During this period, French, German, English and Dutch orientalists tried to outdo each other in looking for a complete version of the Nights, before undertaking a series of new translations of the manuscripts which, in many cases, had been compiled by scholars in Damascus and Cairo. These translations came out at intervals throughout the 18th and 19th century. They chiefly attempted to recreate the tone of the original tales, reinserting the poetical passages omitted by Galland and emphasizing deliberately the somewhat earthy language and loose morals of these medieval stories. It is this last, stylistic characteristic that subsequently became prominent in Europe, while it was conversely toned down in modern Arabic versions. The reason for this is that it was directly associated, in literary criticism as well as in European practices of translation and imitation, to the eroticized and feminized image of an Arab Muslim world which was the subject of conquest fantasies for the English and French colonial imaginations. Thus, the versions published by Richard Burton (1821–1890) in English (Arabian Nights, 1884) and by Joseph-Charles Mardrus (1868–1949) in France (Les Mille Nuits et une nuit, 1898–1904) both suited the prevailing orientalizing, libertine inspiration in post-romantic literature at the end of the 19th century.
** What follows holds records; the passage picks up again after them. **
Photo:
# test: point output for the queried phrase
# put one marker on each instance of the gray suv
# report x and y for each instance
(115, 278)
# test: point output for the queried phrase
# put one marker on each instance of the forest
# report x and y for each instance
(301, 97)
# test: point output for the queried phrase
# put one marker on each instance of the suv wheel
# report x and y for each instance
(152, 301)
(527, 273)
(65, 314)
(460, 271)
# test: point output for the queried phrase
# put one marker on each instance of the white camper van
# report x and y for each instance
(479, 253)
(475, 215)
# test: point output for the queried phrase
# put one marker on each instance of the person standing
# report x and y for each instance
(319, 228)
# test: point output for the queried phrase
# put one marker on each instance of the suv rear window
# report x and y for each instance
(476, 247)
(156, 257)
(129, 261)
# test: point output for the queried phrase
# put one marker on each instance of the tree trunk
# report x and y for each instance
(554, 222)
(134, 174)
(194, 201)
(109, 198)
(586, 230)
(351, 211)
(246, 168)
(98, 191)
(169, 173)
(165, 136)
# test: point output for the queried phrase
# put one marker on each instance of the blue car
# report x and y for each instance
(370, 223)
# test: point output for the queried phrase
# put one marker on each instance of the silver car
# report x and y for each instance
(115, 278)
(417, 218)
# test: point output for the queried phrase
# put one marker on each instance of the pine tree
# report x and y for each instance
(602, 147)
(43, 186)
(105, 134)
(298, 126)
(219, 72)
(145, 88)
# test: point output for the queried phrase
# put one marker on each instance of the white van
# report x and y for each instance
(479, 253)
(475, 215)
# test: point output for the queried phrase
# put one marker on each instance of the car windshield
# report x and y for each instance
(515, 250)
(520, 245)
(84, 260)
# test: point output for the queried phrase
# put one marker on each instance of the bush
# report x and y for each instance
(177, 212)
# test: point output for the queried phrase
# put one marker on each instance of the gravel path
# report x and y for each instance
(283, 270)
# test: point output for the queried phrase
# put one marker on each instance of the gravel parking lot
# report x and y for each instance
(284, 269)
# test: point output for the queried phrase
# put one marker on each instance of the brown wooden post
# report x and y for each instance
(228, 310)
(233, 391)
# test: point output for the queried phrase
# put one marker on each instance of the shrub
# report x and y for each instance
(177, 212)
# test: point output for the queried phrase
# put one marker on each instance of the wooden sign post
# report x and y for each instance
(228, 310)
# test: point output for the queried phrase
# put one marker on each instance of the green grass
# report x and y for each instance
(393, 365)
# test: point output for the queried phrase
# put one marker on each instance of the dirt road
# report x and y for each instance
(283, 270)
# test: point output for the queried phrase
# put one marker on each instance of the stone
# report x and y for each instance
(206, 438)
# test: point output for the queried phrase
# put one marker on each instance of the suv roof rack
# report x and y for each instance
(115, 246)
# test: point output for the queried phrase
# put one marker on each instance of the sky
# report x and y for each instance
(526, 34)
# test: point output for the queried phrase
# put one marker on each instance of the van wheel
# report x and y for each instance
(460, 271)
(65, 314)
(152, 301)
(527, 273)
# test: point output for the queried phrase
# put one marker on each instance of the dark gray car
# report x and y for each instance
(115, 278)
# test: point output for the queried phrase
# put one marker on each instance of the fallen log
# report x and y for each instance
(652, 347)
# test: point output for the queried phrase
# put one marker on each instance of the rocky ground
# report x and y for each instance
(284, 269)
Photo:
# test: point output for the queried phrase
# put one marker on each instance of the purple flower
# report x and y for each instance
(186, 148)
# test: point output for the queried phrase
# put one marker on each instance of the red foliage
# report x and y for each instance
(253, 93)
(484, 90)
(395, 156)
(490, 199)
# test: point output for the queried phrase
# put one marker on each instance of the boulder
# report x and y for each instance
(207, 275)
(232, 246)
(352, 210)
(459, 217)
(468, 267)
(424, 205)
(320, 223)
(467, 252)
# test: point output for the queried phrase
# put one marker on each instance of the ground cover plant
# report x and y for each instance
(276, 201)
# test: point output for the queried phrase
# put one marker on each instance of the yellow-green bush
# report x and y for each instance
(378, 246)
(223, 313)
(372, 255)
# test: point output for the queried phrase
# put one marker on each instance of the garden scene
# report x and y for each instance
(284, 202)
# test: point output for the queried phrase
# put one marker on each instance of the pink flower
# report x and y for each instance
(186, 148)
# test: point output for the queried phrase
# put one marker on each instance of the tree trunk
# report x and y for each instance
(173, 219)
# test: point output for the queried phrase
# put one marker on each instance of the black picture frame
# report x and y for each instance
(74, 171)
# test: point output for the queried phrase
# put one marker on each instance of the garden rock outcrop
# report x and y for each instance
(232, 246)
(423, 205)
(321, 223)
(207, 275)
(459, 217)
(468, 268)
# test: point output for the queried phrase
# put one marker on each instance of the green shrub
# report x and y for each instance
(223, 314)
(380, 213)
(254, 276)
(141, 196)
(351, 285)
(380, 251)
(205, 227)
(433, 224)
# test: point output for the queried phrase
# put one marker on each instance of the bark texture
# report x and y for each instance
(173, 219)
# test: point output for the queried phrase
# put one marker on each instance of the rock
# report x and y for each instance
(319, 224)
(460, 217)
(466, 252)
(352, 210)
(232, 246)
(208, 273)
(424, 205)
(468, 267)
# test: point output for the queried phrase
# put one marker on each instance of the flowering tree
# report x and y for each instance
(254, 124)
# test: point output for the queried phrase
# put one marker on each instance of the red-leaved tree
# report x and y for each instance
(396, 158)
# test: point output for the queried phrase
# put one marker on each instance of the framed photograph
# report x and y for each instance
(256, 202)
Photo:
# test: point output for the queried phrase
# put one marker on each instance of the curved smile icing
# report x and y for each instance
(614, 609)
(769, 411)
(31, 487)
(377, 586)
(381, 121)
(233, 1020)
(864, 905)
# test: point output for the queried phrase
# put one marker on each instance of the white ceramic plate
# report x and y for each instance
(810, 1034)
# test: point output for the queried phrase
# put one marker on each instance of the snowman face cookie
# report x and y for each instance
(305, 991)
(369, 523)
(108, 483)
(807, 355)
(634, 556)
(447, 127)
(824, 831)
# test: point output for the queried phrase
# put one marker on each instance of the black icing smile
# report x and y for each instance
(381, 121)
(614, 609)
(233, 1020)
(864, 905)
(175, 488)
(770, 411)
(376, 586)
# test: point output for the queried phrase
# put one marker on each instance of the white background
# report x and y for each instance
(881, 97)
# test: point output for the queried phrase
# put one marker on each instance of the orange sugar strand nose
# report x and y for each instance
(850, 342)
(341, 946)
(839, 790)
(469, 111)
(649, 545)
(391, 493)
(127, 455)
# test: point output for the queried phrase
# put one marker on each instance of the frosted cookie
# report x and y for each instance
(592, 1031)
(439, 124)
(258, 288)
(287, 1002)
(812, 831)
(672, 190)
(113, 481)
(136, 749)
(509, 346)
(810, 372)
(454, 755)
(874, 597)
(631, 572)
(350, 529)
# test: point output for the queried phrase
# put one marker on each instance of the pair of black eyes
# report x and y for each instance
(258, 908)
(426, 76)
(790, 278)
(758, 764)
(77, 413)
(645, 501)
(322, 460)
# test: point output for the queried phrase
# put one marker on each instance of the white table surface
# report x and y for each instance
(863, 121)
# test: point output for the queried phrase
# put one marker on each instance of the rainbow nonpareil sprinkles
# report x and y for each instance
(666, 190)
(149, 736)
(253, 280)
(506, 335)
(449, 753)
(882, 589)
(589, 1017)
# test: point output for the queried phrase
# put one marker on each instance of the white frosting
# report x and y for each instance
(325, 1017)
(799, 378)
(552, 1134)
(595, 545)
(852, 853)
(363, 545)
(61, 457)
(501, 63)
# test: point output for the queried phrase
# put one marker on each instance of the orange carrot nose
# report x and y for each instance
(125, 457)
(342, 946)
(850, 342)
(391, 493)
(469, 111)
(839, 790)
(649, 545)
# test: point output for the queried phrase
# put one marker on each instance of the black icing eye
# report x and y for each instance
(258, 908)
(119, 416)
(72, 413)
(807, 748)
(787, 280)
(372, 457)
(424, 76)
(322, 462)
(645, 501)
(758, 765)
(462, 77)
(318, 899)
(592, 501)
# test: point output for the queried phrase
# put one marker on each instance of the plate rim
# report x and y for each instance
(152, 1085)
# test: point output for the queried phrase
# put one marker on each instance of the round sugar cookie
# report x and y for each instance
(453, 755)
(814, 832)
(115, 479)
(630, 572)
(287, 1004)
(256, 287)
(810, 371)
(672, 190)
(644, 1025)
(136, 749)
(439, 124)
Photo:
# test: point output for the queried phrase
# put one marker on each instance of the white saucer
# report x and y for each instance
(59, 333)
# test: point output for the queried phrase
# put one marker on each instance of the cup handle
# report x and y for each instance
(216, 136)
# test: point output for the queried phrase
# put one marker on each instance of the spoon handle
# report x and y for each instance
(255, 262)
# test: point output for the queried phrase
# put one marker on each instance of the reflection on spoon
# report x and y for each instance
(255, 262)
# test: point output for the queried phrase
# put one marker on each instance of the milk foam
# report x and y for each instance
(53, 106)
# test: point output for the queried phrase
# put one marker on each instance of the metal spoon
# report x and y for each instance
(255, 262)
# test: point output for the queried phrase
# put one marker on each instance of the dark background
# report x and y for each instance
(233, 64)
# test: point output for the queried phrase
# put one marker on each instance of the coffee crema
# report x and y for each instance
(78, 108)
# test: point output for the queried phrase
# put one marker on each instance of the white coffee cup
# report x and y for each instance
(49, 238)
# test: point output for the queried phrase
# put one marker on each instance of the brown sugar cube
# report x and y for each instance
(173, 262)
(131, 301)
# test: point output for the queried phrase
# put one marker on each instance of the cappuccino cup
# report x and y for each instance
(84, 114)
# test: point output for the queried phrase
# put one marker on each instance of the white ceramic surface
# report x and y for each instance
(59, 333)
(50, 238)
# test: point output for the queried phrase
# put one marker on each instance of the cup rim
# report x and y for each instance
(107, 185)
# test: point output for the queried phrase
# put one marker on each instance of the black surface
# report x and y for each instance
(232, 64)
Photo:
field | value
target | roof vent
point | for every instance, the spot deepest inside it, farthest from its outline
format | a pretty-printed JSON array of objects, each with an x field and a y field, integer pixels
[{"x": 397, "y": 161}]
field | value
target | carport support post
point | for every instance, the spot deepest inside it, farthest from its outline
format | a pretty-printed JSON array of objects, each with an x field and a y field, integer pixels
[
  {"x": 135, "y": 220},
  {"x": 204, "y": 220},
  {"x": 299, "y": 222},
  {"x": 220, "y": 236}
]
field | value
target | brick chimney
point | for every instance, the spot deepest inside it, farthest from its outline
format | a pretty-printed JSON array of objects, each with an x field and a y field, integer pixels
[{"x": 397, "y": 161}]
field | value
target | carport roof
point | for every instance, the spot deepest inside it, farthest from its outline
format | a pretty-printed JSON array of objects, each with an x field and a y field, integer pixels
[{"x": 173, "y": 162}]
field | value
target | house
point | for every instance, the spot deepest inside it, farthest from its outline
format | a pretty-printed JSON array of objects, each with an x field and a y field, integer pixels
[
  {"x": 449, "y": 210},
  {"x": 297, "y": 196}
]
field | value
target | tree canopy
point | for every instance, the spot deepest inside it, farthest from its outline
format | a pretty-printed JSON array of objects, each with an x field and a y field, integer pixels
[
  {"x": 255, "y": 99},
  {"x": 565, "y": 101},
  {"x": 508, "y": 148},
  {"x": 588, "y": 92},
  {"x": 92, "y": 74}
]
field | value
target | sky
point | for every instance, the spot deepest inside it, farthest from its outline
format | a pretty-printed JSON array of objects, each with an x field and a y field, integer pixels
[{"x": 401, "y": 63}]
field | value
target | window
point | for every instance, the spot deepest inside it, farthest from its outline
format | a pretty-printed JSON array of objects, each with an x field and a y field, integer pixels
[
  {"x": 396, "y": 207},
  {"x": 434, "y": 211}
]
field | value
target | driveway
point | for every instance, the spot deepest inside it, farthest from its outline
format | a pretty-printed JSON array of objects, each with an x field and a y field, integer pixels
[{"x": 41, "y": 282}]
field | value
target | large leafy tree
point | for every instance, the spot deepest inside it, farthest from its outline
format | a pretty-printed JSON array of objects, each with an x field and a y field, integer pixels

This alternation, which is typical of the movement of literary transfers, between a tendency towards cultural assimilation and an erudite or aesthetic attempt to put at a distance the object whose ability to inspire is periodically renewed by the "rediscovery" of its uncanniness, continued during the 20th century. The Nights enjoyed lasting success in the performing arts – ballet, theater, mime in the 1910's and 1920's, and then in the movies. In this respect, Pier Paolo Pasolini's (1922–1975) film, Il Fiore delle mille e una notte (1974) is particularly remarkable for its deconstruction of this swinging pendulum, from the point of view of a lucid postcolonial critique of transfer processes. Even though a part of the movie's aesthetic could be interpreted at first glance as a return to the heavily eroticized fin-de-siècle orientalism reminiscient of Mardrus, the fact that the film was shot in Ethiopia and in Syria produces a sense of displacement, since it does not use the re-created, fake sets customarily associated with Arab tales. Indeed, these fake sets often implicitly grant to the western world the privilege of modernity, shown (even if it is to deplore it) as "adult" and rational, whereas the fantasized Arab world appears as puerile and fantastical. Pasolini, in his series of adaptations of ancient and medieval works that belong to the European literary canon but that were shot in Africa or in the Near East7 – Il Fiore is part of La Trilogia della Vita, along with the Decamerone (1971) and I Racconti di Canterbury (1972) – does exactly the opposite: he deconstructs the system of oppositions, shared by all modern literatures, between western modernity and eastern archaism, between high and low cultures, between physical eroticism and idealistic dreaminess.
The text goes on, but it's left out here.